Traqué pour présomption de corruption, Ould Abdel Aziz garde-t-il encore une certaine capacité de nuisance?
Le dossier de corruption impliquant l’ancien président Mohamed ould Abdel Aziz pourrait être transmis au parquet cette semaine, ouvrant la perspective d’un procès médiatisé. Ayant dirigé le pays pendant dix ans, les capacités de nuisance de l’ancien homme fort font débat.
Mohamed ould Abdel Aziz, ancien chef de l’Etat mauritanien de 2008 à 2019, fait l’objet d’une enquête préliminaire menée par la police chargée de la répression des infractions à caractère économique et financier, depuis plus de six mois, sur la base d’un rapport établi par une Commission Parlementaire (CEP).
Les nombreux procès verbaux établis dans le cadre de cette opération, impliquant un total de 311 personnalités de l’entourage présidentiel et des membres de différents gouvernements sous son magistère, sont bouclés et l’affaire pourrait être déférée devant le parquet anti-corruption, puis probablement transmise à un collectif de 3 juges d’instruction dans les semaines ou jours à venir, selon les prévisions de nombreux analystes.
L’ancien président de la République n’a pas pipé mot devant les agents de la police, s’abritant derrière l’article 93 de la constitution mauritanienne, qui lui confère «une immunité totale».
Cependant, la perspective d’un éventuel procès médiatisé, épilogue d’une longue instruction, avec un déballage inévitable, suscite des interrogations au sujet de la capacité «de nuisance» de l’ancien homme fort de Nouakchott, devant lequel tremblaient tous les hauts responsables de la République entre 2008 et 2019.

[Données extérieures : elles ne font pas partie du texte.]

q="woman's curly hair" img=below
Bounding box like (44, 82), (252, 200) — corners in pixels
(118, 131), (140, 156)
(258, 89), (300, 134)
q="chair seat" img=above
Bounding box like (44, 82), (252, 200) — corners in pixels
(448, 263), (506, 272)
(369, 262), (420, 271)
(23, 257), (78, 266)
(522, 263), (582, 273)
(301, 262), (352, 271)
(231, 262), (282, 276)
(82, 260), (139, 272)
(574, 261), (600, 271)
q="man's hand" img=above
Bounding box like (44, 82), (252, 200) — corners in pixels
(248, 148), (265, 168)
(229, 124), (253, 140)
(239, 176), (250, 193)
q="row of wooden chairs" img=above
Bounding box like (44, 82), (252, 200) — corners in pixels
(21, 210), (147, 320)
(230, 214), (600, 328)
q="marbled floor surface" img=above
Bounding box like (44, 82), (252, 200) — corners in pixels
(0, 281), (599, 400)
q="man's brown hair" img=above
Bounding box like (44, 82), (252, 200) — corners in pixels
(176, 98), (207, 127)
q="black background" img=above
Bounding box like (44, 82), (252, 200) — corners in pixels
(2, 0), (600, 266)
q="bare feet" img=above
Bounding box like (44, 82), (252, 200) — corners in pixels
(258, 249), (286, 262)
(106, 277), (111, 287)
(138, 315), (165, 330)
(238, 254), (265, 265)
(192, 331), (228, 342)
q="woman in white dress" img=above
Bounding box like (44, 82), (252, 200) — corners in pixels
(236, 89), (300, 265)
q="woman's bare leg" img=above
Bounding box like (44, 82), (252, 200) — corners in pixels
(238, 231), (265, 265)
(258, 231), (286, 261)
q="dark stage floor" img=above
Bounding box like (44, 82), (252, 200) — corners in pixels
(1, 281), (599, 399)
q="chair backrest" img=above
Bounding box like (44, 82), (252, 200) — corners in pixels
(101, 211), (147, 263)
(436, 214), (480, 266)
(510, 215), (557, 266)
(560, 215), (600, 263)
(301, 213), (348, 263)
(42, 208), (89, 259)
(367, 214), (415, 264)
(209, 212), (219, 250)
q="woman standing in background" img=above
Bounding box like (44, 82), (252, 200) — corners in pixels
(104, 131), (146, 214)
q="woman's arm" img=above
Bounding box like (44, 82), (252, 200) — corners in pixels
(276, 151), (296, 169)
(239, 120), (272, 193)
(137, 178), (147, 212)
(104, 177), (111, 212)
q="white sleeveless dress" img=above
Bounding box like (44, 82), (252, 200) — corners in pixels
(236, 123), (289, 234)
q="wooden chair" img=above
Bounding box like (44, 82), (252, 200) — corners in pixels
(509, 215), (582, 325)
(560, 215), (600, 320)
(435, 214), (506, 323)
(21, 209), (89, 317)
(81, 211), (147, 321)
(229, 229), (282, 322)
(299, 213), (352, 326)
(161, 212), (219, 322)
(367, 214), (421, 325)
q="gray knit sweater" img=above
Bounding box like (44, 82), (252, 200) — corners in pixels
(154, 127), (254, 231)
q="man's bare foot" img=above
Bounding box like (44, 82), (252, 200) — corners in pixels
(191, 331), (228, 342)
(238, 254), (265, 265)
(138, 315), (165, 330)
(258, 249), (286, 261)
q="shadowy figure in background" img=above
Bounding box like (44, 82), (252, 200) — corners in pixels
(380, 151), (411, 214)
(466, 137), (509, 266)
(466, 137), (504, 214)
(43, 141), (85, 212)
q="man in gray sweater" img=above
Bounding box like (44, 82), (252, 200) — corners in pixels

Après 10 années passées aux commandes de l’Etat, Ould Abdel Aziz est tout à fait susceptible de détenir des dossiers «gênants», estime un cadre de l’administration publique.
Ainsi, dans l’éditorial du Calame de ce mercredi, Ahmed ould Cheikh écrit qu’il s’agit là d’une pratique «devenue une mauvaise habitude. A chaque fois qu’Ould Abdel Aziz est convoqué par la police chargée de la répression des crimes économiques et financiers, que l’enquête dont il est l’objet fait un pas en avant, un enregistrement audio, une vidéo ou des documents, que leurs auteurs pensent compromettants, sont jetés en pâture à l’opinion».
«Ces éléments visent systématiquement des individus proches du nouveau pouvoir, des hommes du sérail, dans l’objectif «de porter un coup à leur crédit et à leur réputation», ajoute-t-il.
Les derniers éléments sonores diffusés rapportent une conversation entre le richissime banquier Mohamed Bouamatou et un proche, ancien sénateur, discutant de divers sujets sans aucun caractère pouvant être considéré comme compromettant.
Un exercice que le journal considère comme une piqûre de rappel, «bien naïfs ceux qui croient qu’en 11 ans de pouvoir, celui qui fît main basse sur le pays et acquit aux frais du contribuable les dernières technologies de suivi, traçage, enregistrement, de communications et espionnage en tous genres, se laisserait faire sans combattre».
Par ailleurs, un élément de la police politique accusé «d’accointances» avec Mohamed ould Abdel Aziz, a été récemment révoqué pour une histoire en rapport avec des écoutes téléphoniques, souffle une source bien informée.
Moussa ould Mohamed Amar, analyste politique, ancien directeur général de l’Agence mauritanienne d’information (AMI), un organe du gouvernement, estime que l’impact de ces enregistrements sonores, attribués à des milieux favorables à l’ancien président, «se limitent aux réseaux sociaux. Ce qui réduit considérablement la capacité de nuisance de ce dernier».